Ezio también había decidido, aunque lo mantenía en secreto, que su misión debería ser animar a la Hermandad para que trasladara su sede permanentemente a Roma. Roma era el centro de los asuntos internacionales y de la corrupción. ¿Dónde iban a estar mejor, sobre todo ahora que Monteriggioni ya no era una opción viable? Ezio tenía planes para un centro de distribución de los fondos de la Hermandad, en respuesta a las misiones completadas con éxito de algunos Asesinos. Aquellos diamantes que les había quitado a los traficantes de esclavos habían venido muy bien y se habían convertido en un añadido a los fondos de la campaña.
Un día...
Pero para ese día aún quedaba mucho. La Hermandad seguía sin elegir a un líder, aunque por acuerdo común y por la efectividad de sus acciones, Maquiavelo y él se habían convertido en los jefes provisionales. Sin embargo, esto era sólo temporal y nada se había ratificado en un consejo formal.

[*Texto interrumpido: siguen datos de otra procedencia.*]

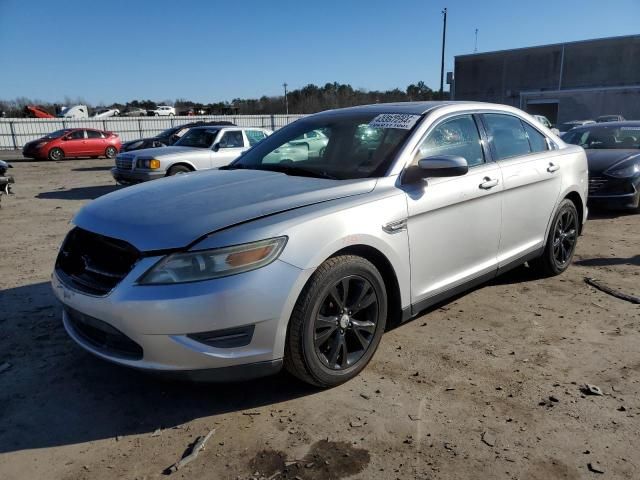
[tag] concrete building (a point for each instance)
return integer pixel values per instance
(565, 81)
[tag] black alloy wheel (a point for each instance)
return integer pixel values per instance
(337, 322)
(561, 241)
(111, 152)
(56, 154)
(565, 236)
(346, 322)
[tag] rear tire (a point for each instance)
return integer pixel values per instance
(337, 322)
(561, 241)
(111, 152)
(177, 170)
(55, 154)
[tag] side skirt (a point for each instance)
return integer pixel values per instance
(414, 309)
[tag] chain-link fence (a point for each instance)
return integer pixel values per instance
(15, 132)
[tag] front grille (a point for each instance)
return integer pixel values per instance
(124, 162)
(93, 263)
(597, 183)
(102, 336)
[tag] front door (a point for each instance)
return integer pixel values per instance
(76, 144)
(96, 144)
(531, 184)
(454, 222)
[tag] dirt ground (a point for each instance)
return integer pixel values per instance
(484, 386)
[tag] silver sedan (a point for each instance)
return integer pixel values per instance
(304, 260)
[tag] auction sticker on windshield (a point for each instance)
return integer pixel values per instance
(394, 120)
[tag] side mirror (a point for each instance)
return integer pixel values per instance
(438, 166)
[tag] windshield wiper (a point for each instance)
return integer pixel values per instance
(289, 169)
(283, 168)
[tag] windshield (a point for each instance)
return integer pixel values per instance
(197, 138)
(170, 132)
(56, 134)
(605, 138)
(343, 146)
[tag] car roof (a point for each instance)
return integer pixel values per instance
(220, 127)
(625, 123)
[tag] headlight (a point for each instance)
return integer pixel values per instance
(624, 172)
(208, 264)
(148, 163)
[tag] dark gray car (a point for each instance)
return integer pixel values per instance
(613, 153)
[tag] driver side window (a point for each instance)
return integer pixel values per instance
(457, 136)
(232, 139)
(77, 135)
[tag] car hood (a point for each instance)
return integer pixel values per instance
(176, 211)
(173, 152)
(601, 160)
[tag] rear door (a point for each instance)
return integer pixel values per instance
(531, 175)
(231, 144)
(96, 143)
(76, 144)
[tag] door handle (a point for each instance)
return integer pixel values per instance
(488, 183)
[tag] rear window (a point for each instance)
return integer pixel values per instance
(197, 138)
(606, 138)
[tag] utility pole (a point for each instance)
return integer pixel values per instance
(444, 37)
(286, 101)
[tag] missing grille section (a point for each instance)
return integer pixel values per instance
(93, 263)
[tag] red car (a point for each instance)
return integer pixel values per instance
(73, 142)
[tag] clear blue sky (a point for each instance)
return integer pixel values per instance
(118, 50)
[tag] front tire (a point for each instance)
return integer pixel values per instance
(561, 241)
(55, 154)
(337, 322)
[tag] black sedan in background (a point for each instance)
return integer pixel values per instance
(166, 138)
(613, 153)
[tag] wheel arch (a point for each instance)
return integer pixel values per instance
(577, 201)
(181, 164)
(58, 147)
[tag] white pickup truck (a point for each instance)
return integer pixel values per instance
(201, 148)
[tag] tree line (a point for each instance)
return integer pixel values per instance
(308, 99)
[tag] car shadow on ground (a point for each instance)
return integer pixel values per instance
(79, 193)
(608, 262)
(604, 214)
(54, 393)
(103, 168)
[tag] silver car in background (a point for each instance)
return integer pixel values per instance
(271, 261)
(200, 148)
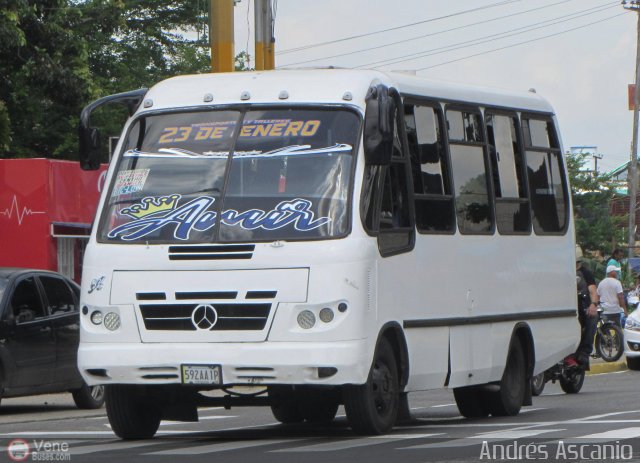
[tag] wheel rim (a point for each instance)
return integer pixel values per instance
(383, 388)
(97, 393)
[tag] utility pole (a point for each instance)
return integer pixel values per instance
(265, 40)
(221, 35)
(632, 177)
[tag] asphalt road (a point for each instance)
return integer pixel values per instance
(602, 423)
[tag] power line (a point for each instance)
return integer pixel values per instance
(368, 34)
(520, 43)
(429, 35)
(488, 38)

Caterina todavía le preocupaba.
Había dejado que Claudia supervisara la renovación de La Rosa in Fiore sin ninguna intromisión. La había dejado que se hundiera o nadara en su propia confianza desmesurada. No sería culpa suya si no salía a flote. El burdel era un eslabón importante en su red, pero reconocía que si no hubiera tenido fe en su hermana, tal vez no habría aceptado su ayuda. Había llegado el momento de ponerla a prueba, de saber qué había conseguido.
Cuando regresó a La Rosa in Fiore, estaba tan sorprendido como satisfecho. Había resultado como sus otras transformaciones en la ciudad y en el cuartel de Bartolomeo, aunque era lo bastante modesto y realista para no llevarse todo el mérito. Escondió su deleite mientras disfrutaba de las suntuosas habitaciones en las que colgaban costosos tapices, donde había amplios sofás, suaves cojines de seda y vino blanco enfriado con hielo, un lujo caro.
Las chicas parecían damas, no putas, y por sus modales, no cabía duda de que alguien les había enseñado a comportarse de manera refinada. En cuanto a la clientela, lo poco que podía deducir era que el negocio estaba en auge, y aunque antes tenía sus reservas sobre la naturaleza de su reputación, ahora estaba claro. Echó un vistazo al salón central y vio al menos una docena de cardenales y senadores, así como algunos miembros de la Cámara Apostólica y otros oficiales de la Curia.
Todos estaban divirtiéndose, todos estaban relajados y esperaba que ninguno sospechara nada. Pero la prueba de que todo funcionaba bien recaería en el valor de la información que las cortesanas de Claudia pudieran extraer de aquella panda de vagos corruptos.
Vio a su hermana, vestida con pudor —lo que le alegró—, hablando demasiado cariñosamente a su parecer con Ascanio Sforza, el antiguo vicecanciller de la Curia, que ahora estaba en Roma de nuevo tras su breve desgracia, intentando volver a ganarse el favor papal. Cuando Claudia vio a Ezio, le cambió la expresión. Se excusó ante el cardenal y se acercó a él con una sonrisa crispada en la cara.